Joseph Chavasse développa son propre style à Chambéry en 1821. Sa marque Dolin obtint la première AOC en 1932. Il innova également en créant le premier vermouth blanc et la fameuse Chamberyzette, aromatisée à la fraise. Cette créativité française enrichit considérablement la palette aromatique disponible.
L’expansion américaine devint stratégique pour les producteurs. Les exportations massives vers les États-Unis déclenchèrent une véritable conquête commerciale. D’ailleurs, ce marché contribua largement à la renommée internationale de ce produit, rivalisant parfois avec les leaders mondiaux des vins et spiritueux.
Les secrets de fabrication révélés
La sélection minutieuse du vin
Je vous dévoile les coulisses de la production. Tout commence par le choix du vin, déterminant pour la qualité finale. Les producteurs privilégient des vins neutres aromatiquement, avec une faible teneur en alcool. En France, les cépages du Gers dominent : Clairette, Colombard, Picquepoul, Ugni Blanc et Muscat.

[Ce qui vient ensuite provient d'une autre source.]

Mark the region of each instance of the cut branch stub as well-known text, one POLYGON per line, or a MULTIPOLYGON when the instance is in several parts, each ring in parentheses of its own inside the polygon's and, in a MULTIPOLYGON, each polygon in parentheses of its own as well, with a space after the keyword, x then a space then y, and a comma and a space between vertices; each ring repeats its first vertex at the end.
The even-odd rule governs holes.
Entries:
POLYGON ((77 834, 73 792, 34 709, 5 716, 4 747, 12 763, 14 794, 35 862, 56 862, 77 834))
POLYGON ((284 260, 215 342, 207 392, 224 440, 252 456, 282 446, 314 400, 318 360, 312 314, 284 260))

Le vin blanc sélectionné vieillit durant 2 ou 3 ans avant d’être fortifié à 18%. Cette étape cruciale utilise de l’alcool ou de la mistelle. Même pour obtenir un Rosso, on part toujours d’une base de vin blanc.
L’art de l’aromatisation
Voici les étapes clés de cette transformation magique :
- La sélection des aromates : jusqu’à 30 ingrédients différents peuvent composer une recette unique
- L’extraction des arômes : par macération, infusion ou distillation selon les traditions
- Le mariage des saveurs : un brassage minutieux intègre tous les éléments harmonieusement
- Le repos en fût : une période de 5 à 6 mois permet l’oxydation contrôlée et l’affinage
Mes conseils pour apprécier pleinement cette merveille
Conservation et service appropriés
Je vous recommande vivement de conserver vos bouteilles fermées en position verticale. Une fois ouvertes, placez-les immédiatement au réfrigérateur. L’oxygène représente le principal ennemi de cette boisson délicate. Le froid ralentit considérablement l’oxydation des arômes subtils.

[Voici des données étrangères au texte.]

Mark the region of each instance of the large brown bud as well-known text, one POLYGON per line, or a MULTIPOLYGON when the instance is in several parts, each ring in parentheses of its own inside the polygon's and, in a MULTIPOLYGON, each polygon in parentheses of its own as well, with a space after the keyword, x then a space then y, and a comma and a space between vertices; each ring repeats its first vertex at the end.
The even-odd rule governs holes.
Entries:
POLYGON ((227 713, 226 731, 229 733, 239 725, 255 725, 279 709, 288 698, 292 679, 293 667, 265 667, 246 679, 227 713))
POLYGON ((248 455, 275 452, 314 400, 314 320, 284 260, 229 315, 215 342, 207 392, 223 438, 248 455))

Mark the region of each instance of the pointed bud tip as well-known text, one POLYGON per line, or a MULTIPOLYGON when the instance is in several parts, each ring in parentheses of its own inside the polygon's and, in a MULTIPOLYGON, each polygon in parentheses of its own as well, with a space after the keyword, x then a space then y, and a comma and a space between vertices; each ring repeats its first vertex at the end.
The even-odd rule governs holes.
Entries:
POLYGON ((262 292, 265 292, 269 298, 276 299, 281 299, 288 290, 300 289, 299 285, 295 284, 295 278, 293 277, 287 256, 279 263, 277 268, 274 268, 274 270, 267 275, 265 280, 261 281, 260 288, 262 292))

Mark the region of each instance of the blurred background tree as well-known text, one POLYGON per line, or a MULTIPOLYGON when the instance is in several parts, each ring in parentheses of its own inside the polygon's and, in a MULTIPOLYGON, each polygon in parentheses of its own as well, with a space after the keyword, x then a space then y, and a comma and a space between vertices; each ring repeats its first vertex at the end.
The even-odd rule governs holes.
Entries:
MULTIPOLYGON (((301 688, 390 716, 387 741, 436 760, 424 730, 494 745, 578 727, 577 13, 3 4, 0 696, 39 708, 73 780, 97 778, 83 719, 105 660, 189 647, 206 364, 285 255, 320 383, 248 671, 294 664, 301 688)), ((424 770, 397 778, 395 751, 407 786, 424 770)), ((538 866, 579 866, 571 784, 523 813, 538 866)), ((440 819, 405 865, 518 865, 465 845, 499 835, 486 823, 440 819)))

Consommez vos bouteilles ouvertes dans les quelques semaines suivantes. Cette précaution garantit une expérience gustative optimale. J’insiste particulièrement sur ce point car j’ai malheureusement vu trop de flacons perdre leur magie faute de conservation adéquate.

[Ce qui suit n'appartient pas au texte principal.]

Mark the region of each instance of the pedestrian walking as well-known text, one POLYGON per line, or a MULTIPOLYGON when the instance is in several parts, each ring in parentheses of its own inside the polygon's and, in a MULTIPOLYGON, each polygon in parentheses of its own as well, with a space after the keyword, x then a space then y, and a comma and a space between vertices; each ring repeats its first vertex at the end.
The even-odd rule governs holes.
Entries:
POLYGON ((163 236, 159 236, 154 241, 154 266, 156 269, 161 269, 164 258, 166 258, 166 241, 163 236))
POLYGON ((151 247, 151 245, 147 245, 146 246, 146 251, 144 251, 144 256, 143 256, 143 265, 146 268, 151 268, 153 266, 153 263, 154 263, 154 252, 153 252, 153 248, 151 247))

Les associations parfaites
Le vermouth se marie merveilleusement avec de nombreux spiritueux. Avec le gin, il crée une harmonie aromatique naturelle grâce aux épices communes. Le whisky lui apporte sa puissance boisée dans le célèbre Manhattan. Le rhum cubain compose l’élégant El Presidente, tandis que le cognac équilibre le raffiné Métropole.
Je vous suggère de déguster pur sur glace pour découvrir toute la complexité. Allongez-le d’eau pétillante pour une version rafraîchissante. Les cocktails classiques révèlent également des facettes insoupçonnées de cette boisson fascinante qui continue de m’émerveiller après toutes ces années de pratique œnologique.